A su Dios pueden llevárselo a la boca como si fuera pan. Pueden darle un nombre, llamarlo y explicarlo siempre que quieran. Mastican su nombre, se tragan su cuerpo. Encima luego dicen que para ellos no hay nada más grande que Dios. De muchos de los que rezan tengo la sospecha de que intentan sacarle a Dios toda clase de cosas – que, naturalmente, no van a dar a nadie más -, y que se las quieren sacar antes de que ningún otro se las saque. Lo curioso de esto es que todos quieren lo mismo, las necesidades más comunes y vulgares de la vida, y que luego, no obstante, rezan juntos. En esto se parecen a un tropel de mendigos que, como un enjambre molesto, atrevido, acometen a un extranjero.

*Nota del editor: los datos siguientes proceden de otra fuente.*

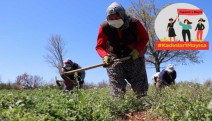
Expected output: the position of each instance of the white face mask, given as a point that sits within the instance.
(116, 23)
(68, 68)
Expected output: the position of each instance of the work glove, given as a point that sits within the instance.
(77, 77)
(134, 54)
(107, 60)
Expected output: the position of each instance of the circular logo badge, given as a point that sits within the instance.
(181, 22)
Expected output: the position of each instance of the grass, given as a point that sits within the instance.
(185, 101)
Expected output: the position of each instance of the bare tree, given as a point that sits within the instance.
(56, 51)
(146, 11)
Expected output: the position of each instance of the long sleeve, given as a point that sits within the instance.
(101, 43)
(180, 23)
(203, 27)
(143, 38)
(196, 27)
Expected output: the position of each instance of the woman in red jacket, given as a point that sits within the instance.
(121, 36)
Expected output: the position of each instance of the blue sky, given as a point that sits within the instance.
(26, 26)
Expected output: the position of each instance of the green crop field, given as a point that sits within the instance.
(185, 101)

Aunque pudiera tener fe no me sería posible rezar. La oración me parecería siempre la manera más desvergonzada de molestar a Dios, el pecado realmente más repugnante, y para cada oración pondría yo un largo tiempo de penitencia.

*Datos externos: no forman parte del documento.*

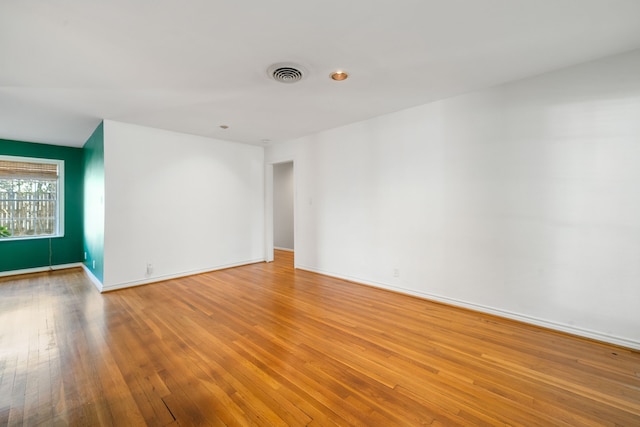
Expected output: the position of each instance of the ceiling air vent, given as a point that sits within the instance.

A veces pienso que las frases que estoy oyendo han sido pactadas para mí, por otra gente, tres mil años antes de que yo existiera. Cuanto más atentamente las escucho, tanto más envejecen.

Las intuiciones de los poetas son las aventuras olvidadas de Dios.

Sus grandes palabras, sus miradas al sol, sus besos de estrella a estrellas, sus vanidosas tormentas, sus rayos, que van dando saltos de un modo arrogante y fanfarrón; los pájaros cantarán tiernamente cuando los hombres se hayan aniquilado completamente los unos a los otros. Tendrán nostalgia de nosotros y, de entre ellos, los pájaros burlones guardarán mucho tiempo aún nuestros diálogos.

Habría que educar a los hombres, por medio de una fiesta anual, a soportar que les robaran. No debería haber nada de lo que no pudieran apoderarse los pontífices de esta fiesta, ningún objeto de valor, nada que estuviera cargado de los más sagrados recuerdos. No se podría devolver nunca nada. Las medidas de protección para evitar que estallara esta fiesta deberían estar rigurosamente prohibidas. Tampoco debería estar permitido seguir la pista de los objetos que la gente echara de menos, inquirir sobre su destino y su uso. Solamente a los hombres, tanto a los más viejos como a los más jóvenes, habría que excluirlos como objetos de robo. Tal vez de esta manera recuperarían algo del valor que las cosas les habían quitado. Las lamentaciones de más de un infortunado, después de estas saturnales, puede uno imaginárselas: pero tales lamentaciones se podrían compensar casi usando cada uno generosamente del plazo concedido por esta fiesta. La posesión perdería mucho de su carácter cuasidivino y de su eternidad. Durante el tiempo del año que quedara, el tiempo honrado, el hombre, junto con lo comprado y lo regalado, tendría que soportar en su casa también lo robado, y sólo esto, y nada más que esto, sería sacrosanto, es decir, estaría a resguardo de otros robos en la fiesta siguiente.

El hombre ha reunido la sabiduría de todos sus antepasados ¡y fijaos qué tonto es!

La demostración es la desgracia hereditaria del pensamiento.

El saber tiende a manifestarse. Guardado en secreto tiene que vengarse necesariamente.

No está en manos de Dios el poder salvar de la muerte a un solo hombre. Ahí está el carácter uno y único de Dios.

El comportamiento externo del hombre es tan equívoco que a uno le basta con manifestarse tal como es para vivir de un modo totalmente desconocido y oculto.